Here’s the next post in this series where I discuss TV shows and movies and the knowledge that we can gain from watching them. We can apply that knowledge to our writing. As always, I never pretend to be an expert. I just like exploring my own thoughts on the matter as I write these blog posts! I welcome all comments and would love to hear what you think about this topic.
Make sure you check out my previous post, titled, “How to be neurotic, with Schmidt.”
Just about any writer can create a character that everyone will love. Like Ron from Harry Potter or Lucy from Narnia. They’re fun and likeable and endearing. And there’s nothing wrong with that.
But one of the greatest talents an author can have is to create a character that you dislike, and then slowly make you fall in love with them. I think The Vampire Diaries does this in a great way. Damon, especially, but even Rebekah and Klaus fall into this category.

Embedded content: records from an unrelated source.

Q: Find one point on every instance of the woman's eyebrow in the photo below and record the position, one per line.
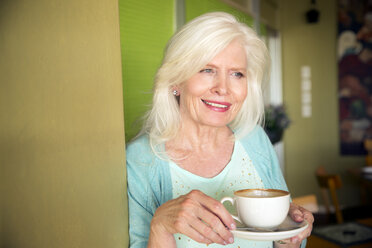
(237, 68)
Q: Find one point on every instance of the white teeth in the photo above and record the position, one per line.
(215, 104)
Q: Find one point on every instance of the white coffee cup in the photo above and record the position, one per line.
(262, 208)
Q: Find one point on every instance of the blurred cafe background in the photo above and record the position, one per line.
(76, 75)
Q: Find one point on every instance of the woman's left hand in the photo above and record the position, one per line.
(298, 214)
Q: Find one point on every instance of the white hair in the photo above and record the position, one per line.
(189, 50)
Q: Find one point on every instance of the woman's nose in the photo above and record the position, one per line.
(220, 86)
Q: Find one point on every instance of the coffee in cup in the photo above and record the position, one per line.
(261, 208)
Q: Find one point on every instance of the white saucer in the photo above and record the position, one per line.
(286, 230)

When we meet her in season 1, she doesn’t seem to have a lot of (any?) redeeming qualities. She’s selfish, insensitive, insecure, bratty, and shallow. Although she’s best friends with Elena, she feels she has to compete with her for everything – Bonnie’s friendship, boys, and cheerleading, just to name a few.
As the season progresses, Caroline begins a relationship with Elena’s ex-boyfriend Matt. She starts to change as a result of this, but the old Caroline rears its ugly head more often than not. In the second season, Caroline is turned into a vampire. At first, she struggles with it, like all new vampires do. Her personality is heightened. Where she would have been quietly envious before, now she is furiously jealous. Her possessiveness and insecurities are even more pronounced.
But she starts to get a handle on it. She learns how to be a vampire and, oddly enough, how to really be herself. She becomes aware of her flaws and actively works to change her less than favorable habits. She becomes more confident in herself, and the rest of her personality (the good parts) shines through. She’s a strong and fiercely loyal friend. She’s one of the kindest and most trustworthy people on the show.
Caroline’s arc was well-played. It took the better part of two seasons for her to grow into herself, but it really paid off. She’s an integral part of the group now and does everything in her power to always do the right thing. She’s my favorite female character on the show.
So, how do we do this in our own writing? The first thing is to set up an unlikeable character. Pick some traits and apply them to this person, keeping in mind they need reasons to act this way. In season 1, Caroline felt she was second best to Elena at everything, and that’s why she felt inferior and did her best to have everything that Elena did.
Then something needs to change this person. They need a reason to grow and come into their positive qualities. For Caroline, it was becoming a vampire. She realized that the world was a much bigger place and that there were larger problems to deal with than who she went to the decade dance with. Though, granted, this was still a big deal to her! You can’t change their personalities completely – Caroline still has her flaws and there’s still a shadow of her former self in there, but you need to make us believe that the character has changed.
This change has to happen over time. Caroline struggled with her heightened emotions and personality for some time before she was able to get a grip on her cravings and outbursts. And when she changed, it was a marked difference from how she used to be. Even though there needs to be a touch of that “other” person still in the character, we need to trust that they are a different person now.
What do you think of Caroline? Did you enjoy seeing her change over the last couple of seasons? Is there another character you can think of who had a similar storyline? The first one that came to my mind was Cordelia from Buffy.